Agression d’une jeune femme, violences entre bandes rivales immigrées, incendies de voiture à répétition sont devenus le quotidien de la métropole de la pointe bretonne. Inutile donc de détailler les trop nombreux faits divers sordides des rues brestoises. En revanche, il n’est pas inutile de demander des explications au maire socialiste français de la ville, François Cuillandre, sur l’état de délabrement social de sa ville.

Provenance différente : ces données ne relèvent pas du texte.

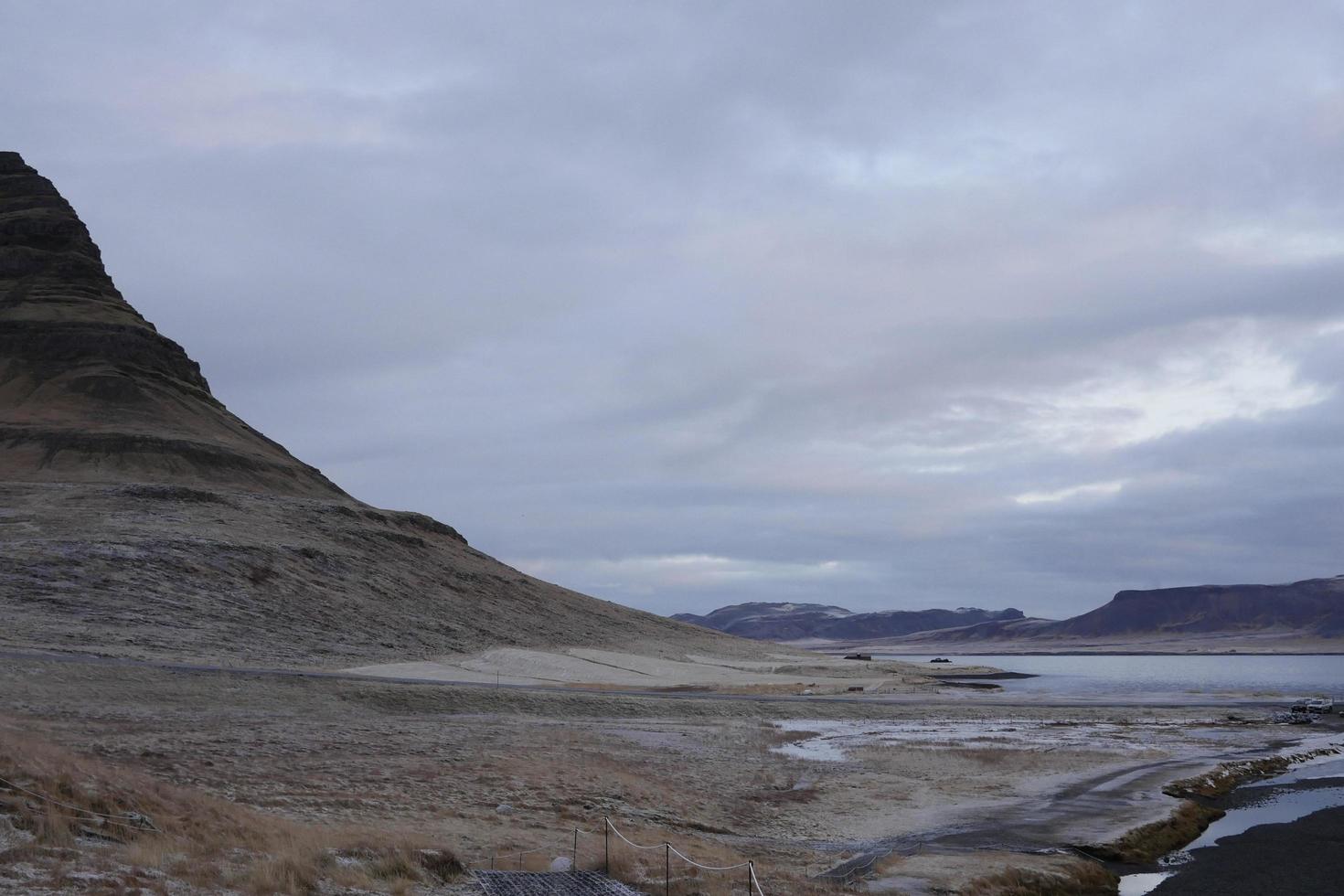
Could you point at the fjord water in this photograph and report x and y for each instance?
(1095, 675)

Mais face au silence de la mairie suite aux dernières exactions qui font déborder chez les brestoises et brestois la coupe déjà bien pleine de la tolérance toute républicaine, ADSAV! le Parti du Peuple Breton, se permet d’avancer quelques causes de cette tiers-mondisation avancée de la cité du Ponant :

  • Afflux d’immigrés massifs en provenance directe d’Ile de France, les quotas de logements sociaux de cette dernière étant dépassés depuis longtemps

 

  • Laxisme sécuritaire d’une mairie socialiste vivant sur ses acquis électoraux, Brest étant historiquement une tâche rouge athée et francisée dans un pays du Léon conservateur et catholique

 

  • Subventions abondantes en direction des quartiers brestois dits « défavorisés », en vérité véritables enclaves extra -européennes crées de toutes pièces par un état français idéologiquement et matériellement à l’agonie et promotion des sous-cultures liées au rap et à la violence

 

  • Mise à la marge de l’identité et de la culture bretonne, faisant de Brest un désert identitaire pour les bretons de moins en moins nombreux qui y vivent

 

  • Déclassement social d’une ville et d’une région qui regardent  éternellement  vers Paris alors qu’il n’y a rien à en attendre et que le destin économique du peuple breton est entre ses mains et non pas dans celles des élus de la ville, du département et de la région Bretagne tous inféodés aux grands partis français

En définitive, l’Histoire se répète pour Brest, qui après avoir été une simple base militaire avancée de la France en Bretagne et un foyer de débretonnisation et de franchouillardise  où grouillaient prostituées et marins ivres dans ses rues à l’architecture soviétique, est aujourd’hui toujours sous les griffes de cette France qui n’en finit plus de s’accrocher aux chevilles de la Bretagne en nous envoyant son trop-plein migratoire, puisque la benne à ordures parisienne déborde de plus en plus.

Mais Monsieur Cuillandre et avec lui toute la bande médiatico-politique qui passe sous silence la ghettoïsation accélérée de la ville devra se faire une raison : Adsav rappellera inlassablement tant aux élus qu’à la population qu’ici, ce n’est ni la France, ni l’Afrique.